MDQ31: Crítica de «Visita, ou Memórias e confissoes»

Visita, ou Memórias e confissoes (Portugal – 1982)
MDQ31: Autores

Dirección: Manoel de Oliveira / Guion: Agustina Bessa-Luís, Manoel de Oliveira / Fotografía: Elso Roque / Montaje: Manoel de Oliveira, Ana Luísa Guimarães / Sonido: Joaquim Pinto / Intervienen: Manoel De Oliveira, Maria Isabel Oliveira, Urbano Tavares Rodrigues, Teresa Madruga, Diogo Dória / Duración: 68 minutos.

Esta película de Manoel de Oliveira fue realizada en el año 1982 y concebida como una especie de pequeño testamento autobiográfico (sin la extimidad ni la espectacularidad que nos refriega esta modalidad desde hace un tiempo) cuando tenía 73 años y debía vender su casa para pagar deudas contraídas por una impostergable razón: el cine. Pero, como diría Borges, “Nadie rebaje a lágrima o reproche esta declaración de la maestría de Dios” que con ironía hizo que el director viviera 33 años más. De manera tal que gracias a las jugarretas del destino, además de seguir disfrutando de varias obras importantes, recién pudimos ver este filme durante 2016.

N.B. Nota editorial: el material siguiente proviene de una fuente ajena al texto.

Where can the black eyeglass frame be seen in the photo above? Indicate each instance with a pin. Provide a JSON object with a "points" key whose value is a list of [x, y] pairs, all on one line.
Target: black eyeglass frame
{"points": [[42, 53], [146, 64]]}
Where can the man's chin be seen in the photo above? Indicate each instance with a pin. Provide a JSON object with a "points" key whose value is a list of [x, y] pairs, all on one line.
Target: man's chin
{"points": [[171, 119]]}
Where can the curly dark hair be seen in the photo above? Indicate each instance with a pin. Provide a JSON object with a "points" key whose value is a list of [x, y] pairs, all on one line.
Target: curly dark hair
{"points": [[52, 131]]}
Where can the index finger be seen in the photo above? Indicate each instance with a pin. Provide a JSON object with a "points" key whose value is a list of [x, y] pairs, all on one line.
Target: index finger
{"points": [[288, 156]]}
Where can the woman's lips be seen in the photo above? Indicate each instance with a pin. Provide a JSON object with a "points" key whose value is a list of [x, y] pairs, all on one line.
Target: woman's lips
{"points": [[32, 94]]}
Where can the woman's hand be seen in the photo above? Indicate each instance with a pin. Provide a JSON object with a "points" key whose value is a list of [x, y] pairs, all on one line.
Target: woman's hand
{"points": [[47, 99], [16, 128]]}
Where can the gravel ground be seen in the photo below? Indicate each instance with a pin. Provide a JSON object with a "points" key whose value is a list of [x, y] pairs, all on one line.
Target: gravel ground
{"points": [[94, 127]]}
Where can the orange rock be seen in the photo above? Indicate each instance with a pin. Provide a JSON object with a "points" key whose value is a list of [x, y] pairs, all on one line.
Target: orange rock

Hay un nivel enunciativo sostenido por dos voces en off que, a la manera de espectros, ingresan a la casa y la cámara comienza a recorrer cada uno de los lugares y a rastrear las historias detrás de los objetos. Los textos son muy buenos y pertenecen a la escritora Agustina Bessa-Luís. El efecto es ambivalente: por un lado parecen agentes inmobiliarios que quisieran vendernos la propiedad; por otro, el registro poético que emplean, no exento de un humor solapado, acompaña la belleza de imágenes simples pero sumamente disfrutables. Son un matrimonio y como tal, sus locuciones develan diversos estados que van desde el asombro por lo que ven hasta el temor ante la oscuridad o la aparición de otros seres (que tal vez seamos nosotros), sin restar discusiones graciosas sobre cuestiones domésticas. El quiebre se produce cuando el mismo Oliveira aparece frente a cámara en el cuarto donde escribe y nos relata anécdotas de su familia, muestra álbumes de fotos y proyecta filmaciones caseras de los espacios que marcaron su infancia. Generalmente los introduce como un “regalo” que nos ofrece y está bien la palabra, porque se trata de eso, del regalo del cineasta que muchas veces recurrió a los recuerdos como matriz de sus historias pero que esta vez escoge el camino hacia el interior de su corazón creativo.

Si bien todo relato autobiográfico aparece en sus convenciones asociado a un tono elegíaco, no hay necesariamente un regodeo con la proximidad de la muerte ni mucho menos, en todo caso los colores elegidos y la iluminación componen una atmósfera de melancolía pero siempre menguada por la ligereza de las palabras del director, a veces osadas, provocativas, cuyo tinte se modifica según los temas que trata. El encanto de los lugares evocados deviene en ese misterio intangible de toda poesía y que las imágenes instalan residualmente. Después de ver la película es casi imposible olvidar esos interiores, ese jardín de flores rojas recogidas por su mujer y el cuarto de Oliveira con los pálidos colores propios de las fotos viejas que guardamos siempre en algún lado para ser redescubiertas.

Finalmente, lo que queda es la sensación de haberse dejado seducir por un filme pequeño pero apacible como la calma después de la tormenta.